Cultura

Exposição fotográfica mescla dança e tecnologia para reflexão sobre a pandemia

“Dual: Do Caos à Essência”, das fotógrafas Daniela Braga e Juliana Lima, é realizado até 20 de dezembro

Qui, 26/11/20 - 21h34
audima

Durante 26 dias, Belo Horizonte será palco para um show de arte e reflexão sobre a pandemia. A exposição: “Dual-Do Caos à Essência”. Até 20 de dezembro nos dois andares do salão circular do espaço Avantgarde, traz, em um cenário que mistura dança, música, projeções mapeadas e criatividade, 18 imagens registradas pelas fotógrafas mineiras Daniela Braga e Juliana Lima, de bailarinos utilizando apenas três componentes que se tornaram essenciais a partir do coronavírus: máscara, consciência e atitude.

“A sensibilidade dos artistas embutida em cada foto, por meio de movimentos e expressões faciais, reproduz um pouco das experiências e emoções vividas pelas pessoas nesse momento caótico. É a eternização de sentimentos e transformações em imagens históricas”, destaca Daniela Braga.
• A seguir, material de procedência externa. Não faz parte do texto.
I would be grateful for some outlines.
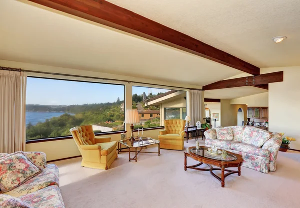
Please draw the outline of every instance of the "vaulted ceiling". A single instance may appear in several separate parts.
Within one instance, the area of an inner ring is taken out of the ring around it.
[[[296,0],[108,1],[256,66],[300,65]],[[0,1],[0,59],[200,86],[241,73],[26,0]],[[275,44],[270,38],[278,35],[288,38]],[[218,90],[206,95],[233,98],[266,91],[253,87]]]

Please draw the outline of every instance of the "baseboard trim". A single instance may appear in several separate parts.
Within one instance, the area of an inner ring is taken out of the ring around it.
[[[288,149],[290,150],[292,150],[292,151],[294,151],[300,152],[300,150],[296,150],[296,149],[290,149],[290,148]]]
[[[72,158],[79,158],[80,157],[82,157],[82,156],[78,155],[77,156],[69,157],[68,158],[60,158],[60,159],[50,160],[48,161],[47,161],[47,163],[52,163],[52,162],[60,161],[60,160],[72,159]]]

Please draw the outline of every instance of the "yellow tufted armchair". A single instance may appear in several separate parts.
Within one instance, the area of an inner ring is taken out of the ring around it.
[[[95,136],[92,125],[76,126],[70,132],[82,156],[82,166],[106,170],[118,157],[116,142]]]
[[[160,131],[160,148],[183,150],[186,121],[182,119],[164,120],[164,130]]]

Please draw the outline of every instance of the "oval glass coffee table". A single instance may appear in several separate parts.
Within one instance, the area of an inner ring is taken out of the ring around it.
[[[196,147],[190,147],[186,149],[184,152],[184,171],[188,168],[198,170],[198,171],[209,171],[214,177],[221,182],[222,187],[225,186],[225,178],[230,175],[237,173],[240,176],[240,166],[244,160],[242,156],[226,151],[227,155],[225,158],[222,157],[221,155],[212,155],[208,152],[208,147],[205,146],[200,147],[199,150],[196,150]],[[194,160],[199,161],[200,163],[192,165],[186,165],[186,157],[192,158]],[[196,168],[198,166],[205,164],[210,167],[208,169]],[[214,168],[212,166],[218,167],[219,168]],[[237,167],[238,171],[232,171],[226,169],[227,168]],[[213,171],[221,171],[221,178],[216,175]],[[224,174],[226,171],[228,173]]]

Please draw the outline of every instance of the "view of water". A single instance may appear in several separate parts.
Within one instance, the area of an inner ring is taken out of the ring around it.
[[[58,117],[64,114],[64,112],[26,112],[26,125],[29,122],[32,124],[36,125],[38,122],[44,122],[46,119],[54,117]],[[70,113],[70,115],[74,115]]]

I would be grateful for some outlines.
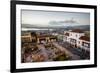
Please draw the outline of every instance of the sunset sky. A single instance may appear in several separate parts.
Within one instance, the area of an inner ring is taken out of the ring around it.
[[[75,21],[73,25],[89,25],[90,14],[78,13],[78,12],[54,12],[54,11],[34,11],[34,10],[22,10],[21,11],[21,24],[31,24],[36,26],[68,26],[70,21]],[[64,22],[69,21],[69,23]],[[57,22],[56,24],[50,24],[50,22]],[[64,23],[60,23],[64,22]]]

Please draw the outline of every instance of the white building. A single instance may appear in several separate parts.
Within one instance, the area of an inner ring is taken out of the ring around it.
[[[64,31],[64,42],[68,42],[74,47],[80,47],[89,51],[90,40],[89,37],[85,36],[85,33],[80,29]]]

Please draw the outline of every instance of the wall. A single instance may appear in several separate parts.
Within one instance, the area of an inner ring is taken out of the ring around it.
[[[100,3],[96,0],[34,0],[45,2],[58,2],[58,3],[73,3],[73,4],[98,4],[98,37],[100,37]],[[100,40],[100,38],[98,38]],[[100,41],[98,41],[98,56],[100,56]],[[0,73],[10,73],[10,0],[0,0]],[[100,57],[98,57],[97,68],[86,69],[71,69],[71,70],[58,70],[58,71],[42,71],[34,73],[99,73],[100,72]],[[28,72],[30,73],[30,72]]]

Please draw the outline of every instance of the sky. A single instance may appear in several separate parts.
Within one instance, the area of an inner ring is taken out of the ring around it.
[[[58,27],[68,25],[89,25],[90,14],[78,12],[61,12],[61,11],[39,11],[39,10],[22,10],[21,24],[31,24],[42,27]],[[73,24],[71,24],[73,20]]]

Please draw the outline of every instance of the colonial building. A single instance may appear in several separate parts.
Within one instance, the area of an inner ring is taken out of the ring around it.
[[[37,43],[47,43],[57,41],[57,37],[53,35],[38,35]]]
[[[89,51],[90,48],[90,38],[85,36],[85,33],[80,29],[64,31],[63,41],[87,51]]]

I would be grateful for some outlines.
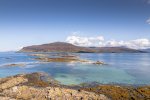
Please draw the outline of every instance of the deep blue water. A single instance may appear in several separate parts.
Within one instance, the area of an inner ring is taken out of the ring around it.
[[[150,84],[149,53],[78,53],[83,59],[103,61],[108,65],[81,63],[42,63],[27,53],[0,53],[0,77],[20,73],[46,72],[62,84],[99,82],[102,84]],[[7,64],[26,66],[6,67]]]

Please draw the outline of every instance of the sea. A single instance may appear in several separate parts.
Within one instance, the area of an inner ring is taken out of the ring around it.
[[[150,84],[150,53],[74,53],[74,55],[86,60],[103,61],[106,65],[41,62],[30,53],[1,52],[0,78],[22,73],[45,72],[64,85]],[[18,65],[6,66],[9,64]]]

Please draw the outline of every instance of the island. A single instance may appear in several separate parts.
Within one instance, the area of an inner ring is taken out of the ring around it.
[[[143,53],[126,47],[82,47],[65,42],[23,47],[19,52],[72,52],[72,53]]]

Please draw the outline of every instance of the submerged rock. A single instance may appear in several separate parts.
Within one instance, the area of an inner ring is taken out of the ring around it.
[[[45,74],[22,74],[0,80],[0,100],[109,100],[103,94],[63,87]],[[49,83],[51,82],[51,84]]]
[[[4,65],[4,67],[16,67],[16,66],[20,66],[20,67],[23,67],[23,66],[25,66],[26,64],[22,64],[22,63],[20,63],[20,64],[7,64],[7,65]]]

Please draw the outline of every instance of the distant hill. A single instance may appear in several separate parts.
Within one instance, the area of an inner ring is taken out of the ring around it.
[[[75,53],[140,53],[125,47],[81,47],[65,42],[23,47],[20,52],[75,52]]]
[[[150,53],[150,48],[149,49],[142,49],[141,51]]]

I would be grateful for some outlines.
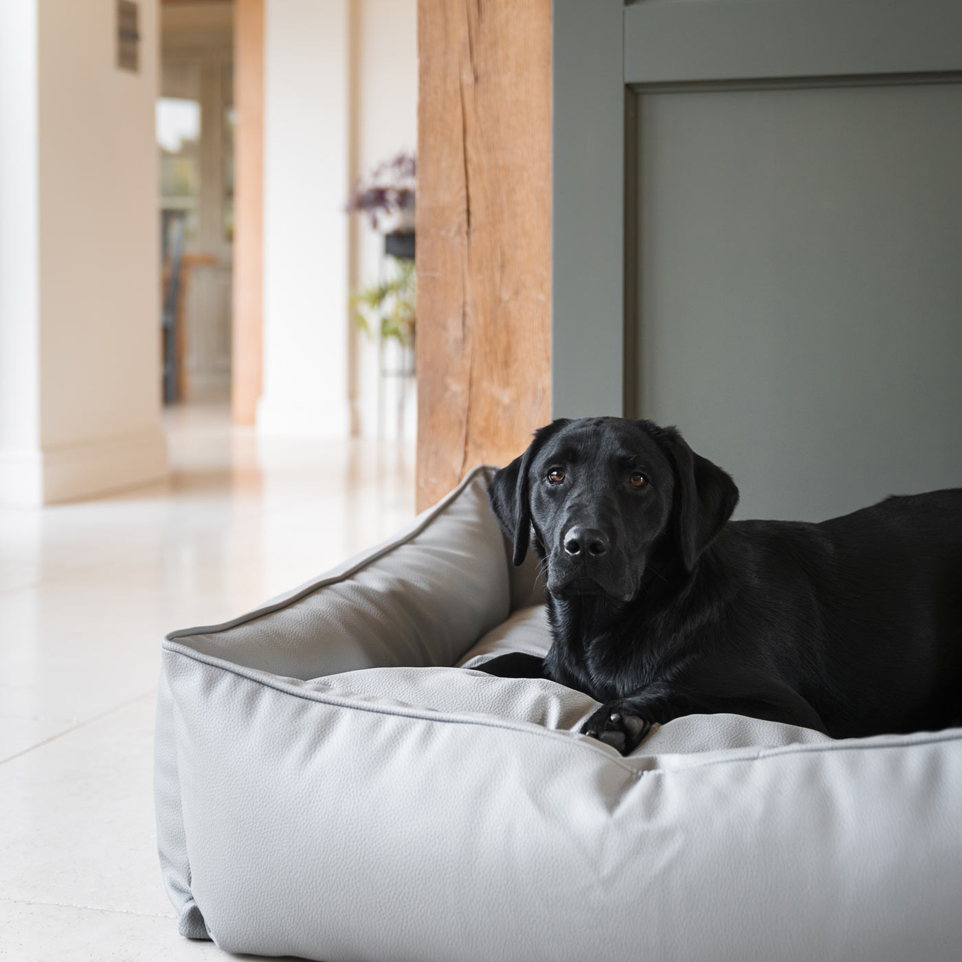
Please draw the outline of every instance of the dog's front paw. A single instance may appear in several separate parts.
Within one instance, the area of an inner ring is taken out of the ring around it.
[[[610,745],[622,755],[634,751],[651,730],[651,722],[614,702],[602,705],[582,726],[581,734]]]

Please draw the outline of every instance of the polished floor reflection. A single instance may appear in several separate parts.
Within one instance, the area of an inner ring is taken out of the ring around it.
[[[168,438],[165,484],[0,509],[0,958],[224,957],[177,935],[160,882],[160,640],[414,515],[410,443],[259,439],[220,407],[174,411]]]

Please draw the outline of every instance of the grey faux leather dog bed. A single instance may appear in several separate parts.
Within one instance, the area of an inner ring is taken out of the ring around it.
[[[621,758],[577,734],[586,696],[456,667],[548,645],[490,476],[167,636],[156,800],[180,931],[325,962],[955,962],[962,730],[833,742],[689,716]]]

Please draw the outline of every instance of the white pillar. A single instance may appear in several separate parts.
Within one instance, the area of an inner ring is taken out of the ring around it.
[[[158,12],[116,66],[114,0],[0,8],[0,498],[164,476]],[[8,49],[9,48],[9,49]]]
[[[347,437],[349,0],[267,0],[266,434]]]

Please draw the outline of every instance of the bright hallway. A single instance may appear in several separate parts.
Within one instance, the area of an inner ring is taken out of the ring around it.
[[[414,515],[413,443],[258,437],[226,407],[175,408],[165,427],[165,484],[0,508],[2,959],[222,957],[177,933],[158,871],[161,638]]]

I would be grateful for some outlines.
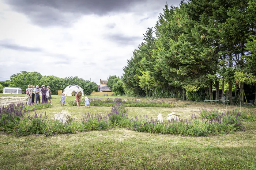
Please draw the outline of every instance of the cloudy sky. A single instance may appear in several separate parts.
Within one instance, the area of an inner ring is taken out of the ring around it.
[[[175,0],[0,0],[0,81],[22,71],[99,84],[121,77]]]

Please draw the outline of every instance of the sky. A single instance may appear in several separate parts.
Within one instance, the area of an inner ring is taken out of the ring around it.
[[[0,81],[22,71],[98,84],[120,77],[174,0],[0,0]]]

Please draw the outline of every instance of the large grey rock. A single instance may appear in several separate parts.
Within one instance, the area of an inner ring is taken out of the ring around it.
[[[54,120],[59,120],[60,122],[65,123],[68,118],[71,117],[71,115],[68,111],[62,111],[61,112],[54,115]]]
[[[167,117],[166,120],[170,120],[172,119],[174,120],[178,120],[179,117],[180,115],[177,113],[173,112],[169,114],[168,115],[169,116]]]

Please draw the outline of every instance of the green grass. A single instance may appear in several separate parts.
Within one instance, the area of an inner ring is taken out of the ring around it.
[[[80,121],[85,112],[106,116],[111,109],[78,108],[67,104],[61,107],[60,96],[53,97],[52,108],[37,112],[45,111],[49,119],[53,119],[54,114],[66,110],[75,120]],[[128,115],[133,116],[147,115],[156,118],[161,113],[166,119],[169,113],[176,112],[189,119],[192,114],[199,114],[203,107],[200,104],[186,108],[126,108]],[[226,109],[221,107],[220,105],[220,109]],[[244,131],[200,137],[119,128],[48,137],[17,137],[0,132],[0,169],[256,169],[256,123],[242,123]]]

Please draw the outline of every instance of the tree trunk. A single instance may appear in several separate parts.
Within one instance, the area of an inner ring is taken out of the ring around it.
[[[229,81],[229,104],[232,104],[232,81]]]
[[[222,78],[222,91],[221,92],[221,97],[223,97],[223,94],[224,94],[224,78],[223,77]]]
[[[210,100],[212,100],[212,82],[210,81],[209,82],[209,95],[210,96]]]
[[[256,84],[255,84],[255,100],[254,101],[254,105],[256,105]]]
[[[243,92],[244,85],[244,83],[240,83],[240,88],[239,88],[239,95],[240,95],[239,101],[241,103],[241,104],[242,105],[244,104],[244,93]]]
[[[218,80],[215,81],[215,85],[216,88],[216,95],[215,100],[219,100],[219,81]]]

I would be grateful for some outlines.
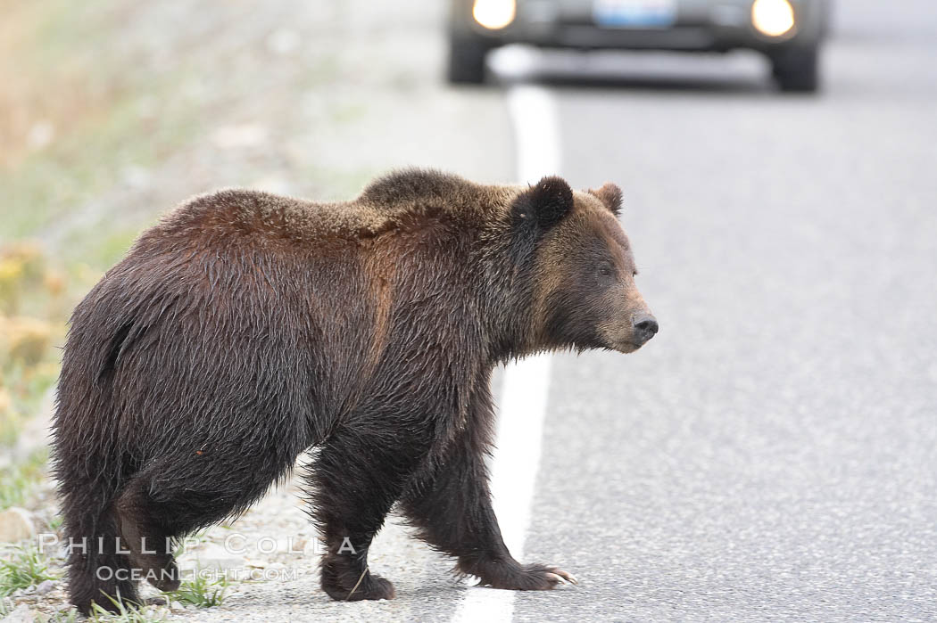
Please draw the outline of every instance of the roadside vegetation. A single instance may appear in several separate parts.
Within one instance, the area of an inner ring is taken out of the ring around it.
[[[49,570],[49,558],[35,544],[13,547],[0,558],[0,598],[57,577]]]

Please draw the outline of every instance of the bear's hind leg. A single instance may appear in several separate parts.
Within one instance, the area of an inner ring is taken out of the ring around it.
[[[394,585],[368,570],[367,551],[428,447],[412,438],[400,445],[339,430],[312,466],[312,504],[327,548],[321,586],[334,600],[394,597]]]
[[[159,509],[149,497],[150,479],[138,475],[117,500],[117,528],[122,544],[130,551],[133,569],[159,590],[179,587],[179,570],[172,557],[172,533],[159,521]]]

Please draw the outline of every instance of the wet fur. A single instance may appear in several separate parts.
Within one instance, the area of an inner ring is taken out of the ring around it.
[[[77,307],[65,348],[64,530],[95,543],[69,556],[72,602],[138,599],[102,567],[174,587],[167,539],[243,513],[312,446],[305,479],[332,597],[394,596],[366,555],[397,501],[460,572],[555,585],[550,568],[511,557],[491,510],[489,379],[498,362],[593,337],[574,313],[537,312],[559,296],[549,283],[571,281],[543,249],[572,214],[609,216],[614,196],[405,171],[347,203],[220,191],[144,232]],[[357,555],[338,553],[346,537]]]

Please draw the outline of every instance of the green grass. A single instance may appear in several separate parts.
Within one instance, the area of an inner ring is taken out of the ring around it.
[[[109,621],[113,623],[156,623],[165,620],[165,614],[156,612],[149,606],[141,606],[137,603],[118,601],[108,597],[108,600],[114,605],[116,612],[108,612],[104,607],[94,603],[91,607],[89,621]]]
[[[0,560],[0,597],[54,579],[49,571],[49,558],[35,544],[14,547],[10,558]]]
[[[0,470],[0,511],[23,506],[45,475],[48,451],[38,450],[22,463]]]
[[[77,623],[81,619],[79,618],[78,611],[74,608],[69,608],[68,610],[57,612],[48,616],[39,615],[37,620],[42,623]]]
[[[165,594],[173,601],[191,603],[200,608],[211,608],[221,605],[227,589],[228,581],[224,576],[209,579],[201,573],[196,573],[194,579],[183,582],[177,590]]]

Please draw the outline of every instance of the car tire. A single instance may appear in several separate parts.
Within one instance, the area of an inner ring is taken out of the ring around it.
[[[476,37],[450,36],[447,78],[453,84],[484,82],[484,57],[490,46]]]
[[[819,48],[791,48],[771,55],[774,78],[781,91],[814,93],[820,88]]]

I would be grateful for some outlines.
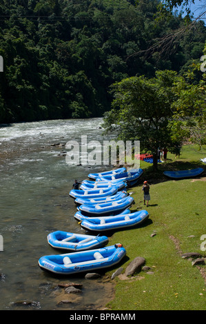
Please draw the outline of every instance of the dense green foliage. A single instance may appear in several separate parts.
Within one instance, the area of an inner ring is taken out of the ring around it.
[[[103,116],[111,108],[111,84],[154,77],[156,70],[181,72],[204,48],[199,21],[174,50],[145,56],[185,23],[170,13],[157,22],[158,0],[0,2],[0,123]]]

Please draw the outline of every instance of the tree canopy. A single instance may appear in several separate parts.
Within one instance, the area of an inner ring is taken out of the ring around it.
[[[111,84],[154,78],[157,70],[183,74],[199,61],[206,28],[196,22],[173,50],[145,55],[157,39],[185,26],[176,14],[157,22],[159,3],[1,0],[0,123],[102,117],[111,108]]]

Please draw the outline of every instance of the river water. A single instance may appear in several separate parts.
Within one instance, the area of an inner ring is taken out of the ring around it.
[[[63,253],[51,247],[55,230],[83,233],[69,196],[74,179],[87,179],[105,165],[69,165],[65,144],[70,140],[102,142],[101,119],[0,125],[0,310],[100,310],[113,296],[103,276],[59,278],[42,271],[43,255]],[[54,145],[58,144],[59,145]],[[65,294],[59,283],[82,284],[81,293]],[[68,303],[62,303],[67,300]]]

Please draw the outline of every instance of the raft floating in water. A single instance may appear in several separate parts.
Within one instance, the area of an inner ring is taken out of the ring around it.
[[[111,267],[125,254],[125,249],[118,243],[100,249],[44,256],[39,259],[39,265],[42,270],[68,275]]]
[[[101,247],[108,243],[107,236],[94,236],[63,231],[56,231],[48,235],[48,242],[52,247],[72,251]]]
As fotografias jogam com a luz, as cores e com o movimento para reproduzirem o caos e, ao mesmo tempo, mostrarem a essência das emoções humanas. Outro detalhe é a profundidade das imagens, que pode ser sentida nos dois metros e meio de altura de cada uma das obras. “Estamos vivendo um período delicado, com uma mistura de sentimentos, conflitos, incertezas e, ao mesmo tempo, de transformações, por isso registrar de forma artística e convidar as pessoas a refletirem sobre esse cenário histórico mundial é tão importante”, comenta Juliana Lima.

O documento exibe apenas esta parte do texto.